Jarenlang was de Gijsbreght een traditie voor den Kersttijd, met ‘Kloris en Roosje’ en den Nieuwjaarswensch toe. Amsterdamsche ouders, die voor hun kroost gesteld waren op een eigenaardige en deftige gewoonte en hen tevens voor het eerst de wereld des tooneels wilden binnenleiden, presenteerden den braven Gijsbreght aan hun telgen als het vaderlandsche stuk bij uitnemendheid, een rijstenbreiberg van oud-Hollandsche degelijkheid, die met betamend geduld geslikt moest worden, om de heerlijkheden van het (na half twaalf) Beloofde Land van Kloris-en-Roosje te mogen aanschouwen, waar Thomasvaer en Pieternel zulke grappige dingen op rijm zeiden en ‘echt’ gegeten en echt gedronken werd. De drukkende verveling bij de lange en taaie monologen van den Gijsbreght, de lodderige oogen en de onbedwingbare geeuwlust maakten even goed een deel van den deftigen en stemmig-nationalen avond uit als de verluchte lachschaters bij de Boerenbruiloft later. Gijsbreght, Kersttijd, Pieternel, ‘d'Ondergang van zijn Stad’, heusche ham en heusche wijn, d'Aertsengel Gabriël, de dronken boer, Vosmeer, slemp en chocolade, dat behoorde - gelijk eene hutspot - bij elkaar en ondereen en vormde zoo een lieve Amsterdamsche traditie.
Wat was daartegen? Hoegenaamd niets. Vele geslachten na elkaar hebben Vondels meesterwerk, in allen eenvoud, nooit anders beschouwd dan als inleiding tot slemp en Kloris-en-Roosje, als een bekend Amsterdamsch Kerstverhaal op Kersttijd nog weer eens aangehoord ter gewijde plaatse, waar het al zooveel jaren achtereen verteld werd: in den Stadsschouwburg. Het verhaal was eigenlijk suf, onbegrijpelijk taai en vervelend, maar Vondel heette een klassiek Hollandsch dichter, dien men bij deze gelegenheid, uit zuiver patriottischen zin, maar verdragen moest, op voorwaarde, dat hij dan ook het heele verdere jaar in zijn graf bleef.

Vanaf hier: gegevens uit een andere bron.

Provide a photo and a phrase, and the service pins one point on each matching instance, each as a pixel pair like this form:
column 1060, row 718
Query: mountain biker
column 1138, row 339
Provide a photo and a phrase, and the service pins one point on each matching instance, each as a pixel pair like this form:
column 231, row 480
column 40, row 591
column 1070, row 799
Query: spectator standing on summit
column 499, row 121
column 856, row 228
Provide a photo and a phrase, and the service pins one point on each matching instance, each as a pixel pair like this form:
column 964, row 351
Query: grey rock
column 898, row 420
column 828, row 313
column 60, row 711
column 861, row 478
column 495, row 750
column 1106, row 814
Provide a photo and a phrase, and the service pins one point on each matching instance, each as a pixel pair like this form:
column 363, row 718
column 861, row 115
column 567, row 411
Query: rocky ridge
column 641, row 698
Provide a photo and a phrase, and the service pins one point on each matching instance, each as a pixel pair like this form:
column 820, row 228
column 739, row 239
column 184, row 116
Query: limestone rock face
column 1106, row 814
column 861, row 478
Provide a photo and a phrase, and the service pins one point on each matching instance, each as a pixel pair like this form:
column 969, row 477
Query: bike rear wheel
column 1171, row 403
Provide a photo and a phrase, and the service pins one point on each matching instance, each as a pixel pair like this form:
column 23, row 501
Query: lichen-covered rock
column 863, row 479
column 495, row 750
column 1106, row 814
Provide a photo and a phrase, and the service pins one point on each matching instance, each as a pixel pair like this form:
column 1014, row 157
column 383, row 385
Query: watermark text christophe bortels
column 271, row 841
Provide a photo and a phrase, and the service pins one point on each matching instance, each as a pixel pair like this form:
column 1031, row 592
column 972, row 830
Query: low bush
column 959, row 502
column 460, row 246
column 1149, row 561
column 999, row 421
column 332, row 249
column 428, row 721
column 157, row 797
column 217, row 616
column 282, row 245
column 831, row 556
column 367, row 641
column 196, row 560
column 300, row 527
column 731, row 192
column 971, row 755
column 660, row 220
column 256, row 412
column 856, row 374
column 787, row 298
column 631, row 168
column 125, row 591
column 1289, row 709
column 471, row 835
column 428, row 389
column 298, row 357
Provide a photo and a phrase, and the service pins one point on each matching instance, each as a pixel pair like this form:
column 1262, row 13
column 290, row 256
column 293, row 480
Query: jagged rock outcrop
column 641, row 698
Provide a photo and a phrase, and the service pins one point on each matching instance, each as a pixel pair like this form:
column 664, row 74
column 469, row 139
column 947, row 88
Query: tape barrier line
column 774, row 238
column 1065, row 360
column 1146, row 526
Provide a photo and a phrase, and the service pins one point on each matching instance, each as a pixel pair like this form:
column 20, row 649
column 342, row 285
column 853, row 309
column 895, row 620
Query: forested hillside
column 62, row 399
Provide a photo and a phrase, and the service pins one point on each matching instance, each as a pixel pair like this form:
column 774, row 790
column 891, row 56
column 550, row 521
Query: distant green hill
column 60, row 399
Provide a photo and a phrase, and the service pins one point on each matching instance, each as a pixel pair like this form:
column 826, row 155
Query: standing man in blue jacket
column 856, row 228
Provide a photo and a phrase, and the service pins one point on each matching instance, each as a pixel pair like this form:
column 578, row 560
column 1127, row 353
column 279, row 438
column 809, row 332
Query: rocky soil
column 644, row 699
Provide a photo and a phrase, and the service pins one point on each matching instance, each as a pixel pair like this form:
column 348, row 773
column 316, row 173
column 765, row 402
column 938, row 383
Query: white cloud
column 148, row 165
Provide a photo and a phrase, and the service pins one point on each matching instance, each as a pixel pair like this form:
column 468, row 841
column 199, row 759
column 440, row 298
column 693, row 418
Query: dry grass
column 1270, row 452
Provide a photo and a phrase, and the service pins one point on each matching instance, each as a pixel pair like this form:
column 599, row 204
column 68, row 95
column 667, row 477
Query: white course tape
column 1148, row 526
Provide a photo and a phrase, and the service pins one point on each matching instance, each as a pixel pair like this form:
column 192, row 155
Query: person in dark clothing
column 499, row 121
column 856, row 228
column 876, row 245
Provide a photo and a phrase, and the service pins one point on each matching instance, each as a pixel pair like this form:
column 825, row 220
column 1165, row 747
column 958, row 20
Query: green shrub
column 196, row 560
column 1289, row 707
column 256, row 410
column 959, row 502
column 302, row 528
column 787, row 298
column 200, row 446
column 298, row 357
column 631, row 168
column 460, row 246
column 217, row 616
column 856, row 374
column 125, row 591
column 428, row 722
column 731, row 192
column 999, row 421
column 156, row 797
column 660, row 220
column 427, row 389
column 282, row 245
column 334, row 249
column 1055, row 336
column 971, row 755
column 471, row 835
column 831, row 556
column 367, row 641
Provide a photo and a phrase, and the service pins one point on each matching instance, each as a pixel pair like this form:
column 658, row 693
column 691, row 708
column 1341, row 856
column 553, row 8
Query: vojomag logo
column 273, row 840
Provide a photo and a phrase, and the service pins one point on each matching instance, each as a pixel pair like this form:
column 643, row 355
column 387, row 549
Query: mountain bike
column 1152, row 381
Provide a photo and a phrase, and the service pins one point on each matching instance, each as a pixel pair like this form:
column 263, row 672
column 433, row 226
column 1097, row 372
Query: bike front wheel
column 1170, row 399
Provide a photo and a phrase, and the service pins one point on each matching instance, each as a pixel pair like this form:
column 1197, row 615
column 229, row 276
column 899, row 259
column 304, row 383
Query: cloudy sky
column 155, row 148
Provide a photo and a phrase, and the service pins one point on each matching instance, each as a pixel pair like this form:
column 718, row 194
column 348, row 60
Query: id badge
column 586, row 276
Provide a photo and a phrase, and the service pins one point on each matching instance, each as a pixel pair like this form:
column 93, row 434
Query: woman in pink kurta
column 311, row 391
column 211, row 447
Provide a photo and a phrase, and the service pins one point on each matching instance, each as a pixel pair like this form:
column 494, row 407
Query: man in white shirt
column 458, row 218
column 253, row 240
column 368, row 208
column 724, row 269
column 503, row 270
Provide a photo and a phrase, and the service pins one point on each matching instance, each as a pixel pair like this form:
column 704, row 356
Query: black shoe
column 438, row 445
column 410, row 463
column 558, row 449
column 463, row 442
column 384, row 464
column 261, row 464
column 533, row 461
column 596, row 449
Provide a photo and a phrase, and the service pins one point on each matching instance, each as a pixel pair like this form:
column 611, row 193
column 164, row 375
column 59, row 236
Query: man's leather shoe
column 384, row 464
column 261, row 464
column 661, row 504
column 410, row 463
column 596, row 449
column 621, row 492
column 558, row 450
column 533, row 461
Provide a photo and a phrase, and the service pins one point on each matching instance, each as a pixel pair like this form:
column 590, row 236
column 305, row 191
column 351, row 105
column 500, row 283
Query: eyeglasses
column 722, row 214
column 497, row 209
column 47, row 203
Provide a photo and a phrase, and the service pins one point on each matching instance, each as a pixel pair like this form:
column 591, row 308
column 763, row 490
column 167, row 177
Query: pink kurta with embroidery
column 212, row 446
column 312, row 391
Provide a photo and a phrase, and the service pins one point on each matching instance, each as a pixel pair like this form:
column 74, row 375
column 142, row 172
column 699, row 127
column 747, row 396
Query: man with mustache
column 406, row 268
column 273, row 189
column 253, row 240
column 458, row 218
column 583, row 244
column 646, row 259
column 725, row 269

Er was toch ook iets van vaderlandsche knussigheid en zich-aardig-onder-ons-voelen in de verveling van zoo'n avond. Een trekschuiten-en lange-pijpengeest kwam zoetjes over onze dommelende hoofden en wij voelden ons zoo echt thuis.... in Nederland, waar het leven - en dus ook het drama - nimmer haast had noch onstuimig was.
| |
| |
De Koninklijke Vereeniging Het Nederlandsch Tooneel, naar den Stadsschouwburg verhuizend en de traditie overnemend van haar voorgangers, heeft nooit getracht van den Gijsbreght iets anders te maken dan die traditie meebracht: het vervelend deftige deel van een comedie-avond, die, eveneens naar ouden trant, een treurspel met een blijspel nà moest bevatten, en ik kan eigenlijk niet zien, dat zij daarom zoo erg schuldig zou zijn.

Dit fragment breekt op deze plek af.